Too, the book is over-focused, it seems to me, on bodies as objects of oppression, ignoring the important contributions of scholars like Margaret Price (2011), who have reframed the body and mind binary as a single, two-sides-of-the-same-thing bodymind. I wish, as well, that there were more contributions by scholars who identify openly and explicitly as disabled, perhaps especially by neurodivergent scholars.
Connor and Ferri (among others) have long used the term "dis/ability," as a way "to 1: counter the emphasis on having a whole person be represented by what he or she cannot do, rather than what he or she can, and 2: disrupt notions of the fixity and permanency of the concept of disability, seeking rather to analyze the entire context in which a person functions" (p. 1).

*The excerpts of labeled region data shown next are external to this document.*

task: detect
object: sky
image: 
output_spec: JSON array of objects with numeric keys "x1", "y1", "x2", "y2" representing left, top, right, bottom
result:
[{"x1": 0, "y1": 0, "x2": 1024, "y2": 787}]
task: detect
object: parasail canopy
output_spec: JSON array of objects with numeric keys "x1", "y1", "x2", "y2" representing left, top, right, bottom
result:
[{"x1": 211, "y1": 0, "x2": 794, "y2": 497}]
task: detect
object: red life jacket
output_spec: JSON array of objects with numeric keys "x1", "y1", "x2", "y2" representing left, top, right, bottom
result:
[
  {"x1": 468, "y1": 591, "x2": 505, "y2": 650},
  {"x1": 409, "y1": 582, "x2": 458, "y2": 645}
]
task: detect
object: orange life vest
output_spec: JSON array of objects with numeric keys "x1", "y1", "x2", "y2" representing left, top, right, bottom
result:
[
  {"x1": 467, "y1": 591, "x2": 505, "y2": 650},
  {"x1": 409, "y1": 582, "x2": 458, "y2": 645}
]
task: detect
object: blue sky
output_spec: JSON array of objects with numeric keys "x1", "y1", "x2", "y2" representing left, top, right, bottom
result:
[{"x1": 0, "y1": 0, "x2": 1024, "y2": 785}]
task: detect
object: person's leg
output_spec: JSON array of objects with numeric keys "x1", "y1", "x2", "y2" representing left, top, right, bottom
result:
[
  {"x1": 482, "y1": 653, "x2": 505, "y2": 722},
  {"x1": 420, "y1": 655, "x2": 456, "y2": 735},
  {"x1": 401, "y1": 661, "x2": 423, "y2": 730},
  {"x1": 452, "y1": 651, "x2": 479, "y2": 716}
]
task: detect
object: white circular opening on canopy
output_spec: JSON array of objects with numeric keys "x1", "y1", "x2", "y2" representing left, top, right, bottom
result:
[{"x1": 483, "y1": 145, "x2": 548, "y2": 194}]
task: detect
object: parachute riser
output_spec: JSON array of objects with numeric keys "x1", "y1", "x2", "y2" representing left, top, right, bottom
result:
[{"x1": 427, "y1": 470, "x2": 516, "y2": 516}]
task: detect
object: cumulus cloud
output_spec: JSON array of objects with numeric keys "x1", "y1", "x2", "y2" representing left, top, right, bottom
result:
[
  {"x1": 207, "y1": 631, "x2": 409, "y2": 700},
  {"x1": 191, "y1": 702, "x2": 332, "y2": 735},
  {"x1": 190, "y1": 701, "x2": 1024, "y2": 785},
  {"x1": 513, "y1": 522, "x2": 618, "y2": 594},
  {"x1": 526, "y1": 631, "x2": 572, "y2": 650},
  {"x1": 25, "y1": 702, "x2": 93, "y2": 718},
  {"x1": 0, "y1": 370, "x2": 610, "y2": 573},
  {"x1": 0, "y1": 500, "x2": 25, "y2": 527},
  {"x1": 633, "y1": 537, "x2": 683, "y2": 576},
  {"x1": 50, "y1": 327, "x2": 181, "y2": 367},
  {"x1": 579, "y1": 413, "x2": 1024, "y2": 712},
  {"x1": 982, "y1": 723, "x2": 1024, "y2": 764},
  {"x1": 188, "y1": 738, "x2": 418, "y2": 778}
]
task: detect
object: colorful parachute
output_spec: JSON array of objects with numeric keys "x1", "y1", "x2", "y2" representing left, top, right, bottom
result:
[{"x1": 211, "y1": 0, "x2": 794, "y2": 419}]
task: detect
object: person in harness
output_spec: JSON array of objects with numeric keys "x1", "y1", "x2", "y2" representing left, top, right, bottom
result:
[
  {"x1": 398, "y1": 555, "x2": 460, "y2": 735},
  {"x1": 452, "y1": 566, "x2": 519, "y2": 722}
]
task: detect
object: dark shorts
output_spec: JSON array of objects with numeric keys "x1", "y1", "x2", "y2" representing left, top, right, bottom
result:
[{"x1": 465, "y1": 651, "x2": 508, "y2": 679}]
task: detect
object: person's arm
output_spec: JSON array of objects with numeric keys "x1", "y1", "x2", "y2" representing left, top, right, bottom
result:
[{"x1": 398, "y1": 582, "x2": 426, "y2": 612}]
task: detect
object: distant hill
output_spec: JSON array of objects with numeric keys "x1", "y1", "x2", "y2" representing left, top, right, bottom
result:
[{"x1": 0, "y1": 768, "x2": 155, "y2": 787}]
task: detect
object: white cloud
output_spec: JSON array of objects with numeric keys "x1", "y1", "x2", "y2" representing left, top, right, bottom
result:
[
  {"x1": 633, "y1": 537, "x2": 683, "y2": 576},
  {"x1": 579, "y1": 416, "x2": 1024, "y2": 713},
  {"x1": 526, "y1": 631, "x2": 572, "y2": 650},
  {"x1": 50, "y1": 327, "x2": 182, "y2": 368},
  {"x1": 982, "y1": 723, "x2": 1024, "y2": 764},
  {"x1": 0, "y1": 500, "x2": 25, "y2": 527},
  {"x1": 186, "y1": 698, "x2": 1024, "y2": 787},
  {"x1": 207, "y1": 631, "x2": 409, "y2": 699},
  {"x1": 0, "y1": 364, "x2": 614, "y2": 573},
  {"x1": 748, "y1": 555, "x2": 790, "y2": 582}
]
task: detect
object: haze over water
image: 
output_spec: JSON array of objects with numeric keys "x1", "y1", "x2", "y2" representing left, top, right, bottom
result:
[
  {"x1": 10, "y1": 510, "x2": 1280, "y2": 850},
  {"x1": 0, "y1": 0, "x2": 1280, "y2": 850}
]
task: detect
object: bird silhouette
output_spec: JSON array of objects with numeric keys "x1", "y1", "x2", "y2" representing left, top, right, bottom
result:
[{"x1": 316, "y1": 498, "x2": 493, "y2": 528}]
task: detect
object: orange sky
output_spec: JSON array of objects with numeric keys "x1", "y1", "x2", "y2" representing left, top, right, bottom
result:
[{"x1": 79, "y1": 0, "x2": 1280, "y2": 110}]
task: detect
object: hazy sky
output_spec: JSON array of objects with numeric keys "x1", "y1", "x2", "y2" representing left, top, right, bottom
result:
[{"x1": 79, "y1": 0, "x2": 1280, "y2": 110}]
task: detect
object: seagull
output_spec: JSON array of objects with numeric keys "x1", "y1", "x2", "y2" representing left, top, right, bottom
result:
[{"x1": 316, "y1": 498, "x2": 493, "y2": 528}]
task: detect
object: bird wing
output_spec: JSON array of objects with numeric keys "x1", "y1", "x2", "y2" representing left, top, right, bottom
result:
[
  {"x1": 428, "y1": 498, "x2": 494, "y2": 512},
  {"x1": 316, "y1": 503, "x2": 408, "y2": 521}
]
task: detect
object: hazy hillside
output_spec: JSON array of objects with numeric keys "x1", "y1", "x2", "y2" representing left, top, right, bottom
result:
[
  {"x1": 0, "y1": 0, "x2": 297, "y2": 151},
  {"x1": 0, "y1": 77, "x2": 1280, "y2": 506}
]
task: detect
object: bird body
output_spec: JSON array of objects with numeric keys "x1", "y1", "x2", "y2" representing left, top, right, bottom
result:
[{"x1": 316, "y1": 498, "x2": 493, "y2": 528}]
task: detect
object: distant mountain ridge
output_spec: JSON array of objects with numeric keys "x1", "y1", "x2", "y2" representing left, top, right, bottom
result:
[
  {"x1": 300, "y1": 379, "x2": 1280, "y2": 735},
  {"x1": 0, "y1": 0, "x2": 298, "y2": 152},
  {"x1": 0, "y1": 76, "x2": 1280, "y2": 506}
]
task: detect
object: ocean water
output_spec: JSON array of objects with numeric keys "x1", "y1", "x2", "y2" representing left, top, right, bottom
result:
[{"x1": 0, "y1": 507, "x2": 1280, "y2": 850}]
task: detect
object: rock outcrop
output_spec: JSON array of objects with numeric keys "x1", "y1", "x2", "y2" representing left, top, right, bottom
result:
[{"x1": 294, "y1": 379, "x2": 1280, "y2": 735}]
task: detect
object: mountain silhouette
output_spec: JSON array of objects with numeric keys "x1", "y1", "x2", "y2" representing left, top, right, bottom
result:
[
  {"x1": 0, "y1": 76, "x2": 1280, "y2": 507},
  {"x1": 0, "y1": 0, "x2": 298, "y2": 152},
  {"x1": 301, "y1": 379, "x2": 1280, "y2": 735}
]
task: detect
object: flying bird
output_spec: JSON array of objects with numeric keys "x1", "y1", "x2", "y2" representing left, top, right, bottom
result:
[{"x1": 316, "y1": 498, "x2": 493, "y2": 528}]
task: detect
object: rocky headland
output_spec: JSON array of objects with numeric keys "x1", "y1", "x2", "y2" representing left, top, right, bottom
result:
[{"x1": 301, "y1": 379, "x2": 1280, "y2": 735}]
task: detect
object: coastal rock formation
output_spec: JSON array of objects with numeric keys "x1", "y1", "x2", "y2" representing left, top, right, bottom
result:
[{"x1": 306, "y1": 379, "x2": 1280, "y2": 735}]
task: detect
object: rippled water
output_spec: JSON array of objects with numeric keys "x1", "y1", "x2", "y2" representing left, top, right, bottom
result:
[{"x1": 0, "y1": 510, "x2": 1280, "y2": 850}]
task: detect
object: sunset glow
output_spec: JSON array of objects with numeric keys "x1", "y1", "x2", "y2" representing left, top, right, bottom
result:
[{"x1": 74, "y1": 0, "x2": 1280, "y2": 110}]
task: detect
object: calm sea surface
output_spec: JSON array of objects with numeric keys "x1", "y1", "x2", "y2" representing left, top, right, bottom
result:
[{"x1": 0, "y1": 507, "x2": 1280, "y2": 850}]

While I, too, have used the term as part of a edited text sub-title (at the recommendation of a series editor), I've since come to think that the word works counter to the ways in which Connor and Ferri propose, in some of the same ways that terms like "special needs" or "differently-abled" do. Others have made a similar critique (Waschler, 2011). It strikes me as another euphemism, more academic jargon. I don't identify as dis/abled. I do identify as disabled.
Increasingly, I'm interested in moving beyond interdisciplinary, intersectional work, to exploring ideas and concepts and lived experience from an ANTI-disciplinary, ANTI-sectional perspective. What will an undisciplined (probably Mad) exploration of DisCrit look like? That'd be something to think about.
But these are minor critiques of an important work. I really look forward to the conversation that this text begins. SO much to like.